The premise is fairly standard, although the sleepwalking aspect is something new. However we’ve seen the amnesia angle before, the “did I do it or didn’t I” question hanging over the proceedings. In that sense, it’s nothing we haven’t seen before.

Winchester, who’s best known as Frank Stanton in the cult TV show Fringe is required to carry the movie and unfortunately, he doesn’t do it on this occasion. While he’s terribly good looking and is shirtless at every opportunity possible (and a few that aren’t) his character is pretty bland and forgettable. He’s kind of a generic thriller hero.

There’s a whole lot of eye candy in this film – not of the special effects kind but the beautiful people kind. For those who prefer female forms, there are a lot of women in the movie in various states of undress. Can’t complain about that – unless said states of undress are gratuitous and unnecessary, which they mostly are.

It’s not hard to figure out what’s going on and by the time the big twist comes around pretty much everybody will have figured it out (to be fair, there aren’t a lot of suspects to choose from). Quite frankly, by the time the big twist comes around pretty much everybody will have long since stopped caring.

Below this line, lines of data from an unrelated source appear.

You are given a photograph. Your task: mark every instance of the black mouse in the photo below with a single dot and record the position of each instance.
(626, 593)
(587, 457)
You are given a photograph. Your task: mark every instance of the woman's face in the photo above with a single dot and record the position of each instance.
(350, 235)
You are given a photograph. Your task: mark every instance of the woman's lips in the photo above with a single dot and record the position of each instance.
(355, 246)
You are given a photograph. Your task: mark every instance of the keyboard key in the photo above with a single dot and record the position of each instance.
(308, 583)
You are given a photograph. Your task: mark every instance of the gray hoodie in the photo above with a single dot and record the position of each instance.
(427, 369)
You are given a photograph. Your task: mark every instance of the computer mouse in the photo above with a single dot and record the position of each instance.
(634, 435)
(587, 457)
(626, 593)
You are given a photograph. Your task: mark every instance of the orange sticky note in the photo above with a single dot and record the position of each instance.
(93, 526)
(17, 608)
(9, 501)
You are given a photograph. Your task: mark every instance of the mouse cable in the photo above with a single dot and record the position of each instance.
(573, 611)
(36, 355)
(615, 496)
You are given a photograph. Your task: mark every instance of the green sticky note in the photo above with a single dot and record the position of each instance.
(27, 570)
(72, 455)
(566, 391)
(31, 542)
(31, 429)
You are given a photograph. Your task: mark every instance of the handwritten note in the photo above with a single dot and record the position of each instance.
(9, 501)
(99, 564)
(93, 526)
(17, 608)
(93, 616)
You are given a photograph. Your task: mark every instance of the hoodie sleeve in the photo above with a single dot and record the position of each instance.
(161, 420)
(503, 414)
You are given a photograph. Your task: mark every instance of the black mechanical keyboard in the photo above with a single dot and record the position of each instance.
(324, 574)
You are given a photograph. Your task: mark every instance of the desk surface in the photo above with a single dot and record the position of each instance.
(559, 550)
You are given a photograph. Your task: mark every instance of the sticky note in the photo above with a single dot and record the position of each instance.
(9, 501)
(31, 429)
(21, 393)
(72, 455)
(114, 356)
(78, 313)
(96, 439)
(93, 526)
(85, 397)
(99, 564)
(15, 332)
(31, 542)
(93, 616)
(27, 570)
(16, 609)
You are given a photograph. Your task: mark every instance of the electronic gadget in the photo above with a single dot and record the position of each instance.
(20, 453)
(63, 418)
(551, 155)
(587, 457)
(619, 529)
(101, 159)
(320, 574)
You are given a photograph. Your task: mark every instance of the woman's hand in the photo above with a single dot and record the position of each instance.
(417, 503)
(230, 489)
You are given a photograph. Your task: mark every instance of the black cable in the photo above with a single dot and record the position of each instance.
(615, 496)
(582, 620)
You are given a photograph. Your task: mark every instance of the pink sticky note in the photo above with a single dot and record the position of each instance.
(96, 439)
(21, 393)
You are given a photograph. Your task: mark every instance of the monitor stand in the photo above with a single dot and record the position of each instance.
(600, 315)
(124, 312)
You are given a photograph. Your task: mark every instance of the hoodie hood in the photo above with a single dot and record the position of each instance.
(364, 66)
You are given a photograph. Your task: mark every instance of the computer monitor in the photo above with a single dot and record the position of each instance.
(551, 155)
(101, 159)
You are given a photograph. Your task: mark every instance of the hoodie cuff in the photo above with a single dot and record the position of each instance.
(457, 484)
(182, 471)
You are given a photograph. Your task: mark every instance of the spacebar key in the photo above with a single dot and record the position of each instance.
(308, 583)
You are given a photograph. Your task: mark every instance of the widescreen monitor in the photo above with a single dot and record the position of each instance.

Chabert has never been a favorite actress of mine but she more than holds her own here, leading me to think I should revise my opinion of her. Hopefully she’ll continue delivering performances like this and hopefully in better movies than this one. Sadly, this is a movie that had some potential but at the end of the day, simply doesn’t have much to recommend it, unless you don’t mind checking out all the beautiful people and their bodies that decorate the film.

WHY RENT THIS: Nice premise. Chabert does a fine job. Winchester is awfully handsome.

WHY RENT SOMETHING ELSE: Lacks suspense. Predictable.

FAMILY VALUES: In addition to some fairly strong sexual content, there’s also some violence and foul language and some gruesome bloody images.

TRIVIAL PURSUIT: In order to help finance the movie, Wolf created Morning Star Games, a board game company that created award winning games that are still being produced today (one of them, “You’re Pulling My Leg” appears in the film).

NOTABLE HOME VIDEO EXTRAS: There’s a gag reel. On the Blu-Ray edition there’s also a music video and a gag nightmare..

BOX OFFICE PERFORMANCE: $90,093 on a $3M production budget; obviously this film was unprofitable during its theatrical run.